Book Review: The Tragedy of Miss Geneva Flowers - Page 2

The author does a fantastic job of bringing the truth of gay lifestyle out in this novel. One of the critics of the book is quoted as saying "Joe Babcock effortlessly captures a voice rarely heard."—JT LeRoy. This is a true statement. There comes an understanding in that being Gay isn't so cut and dry as the media, as Christian critics and psychologists like to make it. It wipes the myth that being Gay is a choice, pointing out that so many gay people actually pray to God to change them, and have a very hard time accepting the very fact they are gay. This book eliminates predisposed conceptions of what being Gay is. There is no set stereotype to being gay, and everyone, gay or straight, is individually a person of their own, each deserving of respect, love and acceptance.

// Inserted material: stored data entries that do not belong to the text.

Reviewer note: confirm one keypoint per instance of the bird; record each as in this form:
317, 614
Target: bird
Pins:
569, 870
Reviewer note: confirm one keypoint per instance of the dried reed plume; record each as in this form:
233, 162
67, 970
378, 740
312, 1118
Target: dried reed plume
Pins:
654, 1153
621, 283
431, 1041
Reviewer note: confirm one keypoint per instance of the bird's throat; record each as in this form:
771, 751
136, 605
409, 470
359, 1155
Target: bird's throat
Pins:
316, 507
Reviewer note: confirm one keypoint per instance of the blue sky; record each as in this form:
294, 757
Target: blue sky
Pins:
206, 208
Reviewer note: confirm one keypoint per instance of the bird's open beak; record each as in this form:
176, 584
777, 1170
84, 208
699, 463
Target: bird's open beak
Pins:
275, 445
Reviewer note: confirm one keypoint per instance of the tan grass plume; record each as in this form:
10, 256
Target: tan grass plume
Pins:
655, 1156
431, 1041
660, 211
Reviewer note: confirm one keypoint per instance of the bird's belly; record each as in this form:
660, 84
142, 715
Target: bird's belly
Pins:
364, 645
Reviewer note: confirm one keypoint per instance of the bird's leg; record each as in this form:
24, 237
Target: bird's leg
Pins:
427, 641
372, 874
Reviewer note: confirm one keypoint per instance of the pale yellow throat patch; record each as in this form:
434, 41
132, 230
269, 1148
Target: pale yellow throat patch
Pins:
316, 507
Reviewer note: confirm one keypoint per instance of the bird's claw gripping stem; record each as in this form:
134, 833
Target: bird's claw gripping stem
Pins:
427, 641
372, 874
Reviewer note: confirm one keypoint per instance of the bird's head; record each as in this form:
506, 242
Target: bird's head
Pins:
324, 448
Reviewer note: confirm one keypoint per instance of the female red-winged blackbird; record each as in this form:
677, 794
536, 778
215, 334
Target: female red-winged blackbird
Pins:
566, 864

The only thing that I didn't care for about this novel was how the end wrapped up a bit too neatly and too quickly. It goes along and then suddenly everything happens at once, and before you know it, the end is there and all wrapped up nice and neatly, with a neat happy ending. To me that is the most unrealistic part of it. For many, there wouldn't have been such a happy ending, and it almost felt like the author came to a point where he decided it was time to wrap up the novel, and did so in a bit of a hurry.

Overall I recommend this book especially if you are open-minded, accepting and open-hearted. If you are homophobic or anti-gay, do not even bother, because you just won't get it.